Updating Webtrends when you had a locally installed version (now called OnPremises) used to be a breeze. You would download the new application, the installer would detect the existing version, and ask you if you wanted to upgrade. It was basically a matter of clicking Next, Next, Next. Then 8.1 came along, with a whole bunch of really usuful fixes such as using IIS to make the UI much more stable (remember when the reports would just vanish?). However, with 8.1 came an installer that would uninstall your current version, which meant that if something happened during the installation of the new version, you were left with nothing.
Fear settled in.
Sure, you could always bring back the backups, and restart all over, which isn’t really what we mean by “It went like a breeze”. A couple of years forward, and 8.7d came along. Now you needed new hardware specifications, which meant that upgrading also meant migrating to a different server. Needless to say that if there ever was any fun in upgrading, it was long gone.

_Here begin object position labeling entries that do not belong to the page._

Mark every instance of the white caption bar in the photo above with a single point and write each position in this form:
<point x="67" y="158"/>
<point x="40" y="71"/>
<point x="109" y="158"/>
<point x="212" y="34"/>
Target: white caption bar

Knowing full well what their OnPremises clients were facing, with all the variety of versions out there (still many 8.0d believe me), Webtrends recently came up with a very good idea: Remote Upgrade Services, or RUS. In a few words, they basically take care of the most complex parts of the upgrade. And here’s the kicker: you can be as far back as 7.5b and they will upgrade you to 9.2a, no problem! No more intermediary installations! Those at a minimum familiar with the topic are going “Holy Cow!”
How does it work? You copy your Storage folder, and your wt_sched and wt_master databases and send them to Webtrends. They perform their tricks for a few days while you uninstall your old version and do a fresh install of 9.2a (NOTE: be sure to meet all requirements for that version and turn off the UAC!). Then, when ready, the Webtrends guy sends you back the files, and you dump back the Storage, wt_sched and wt_master on your machine. Voilà! And for those afraid of letting data getting out, the files you send only include configuration information.
I had the opportunity to do a first RUS project last week, and it went extremely well. I’m aware there could be problems with other cases, and circumstances. But so far, so good; the logic behind this new service is simple, and I am quite sure that most projects will experience minimum hassle. We’ll see.
So, if you are an OnPremises customer, and have been withholding your upgrades for fear of the pain ahead, give this a try.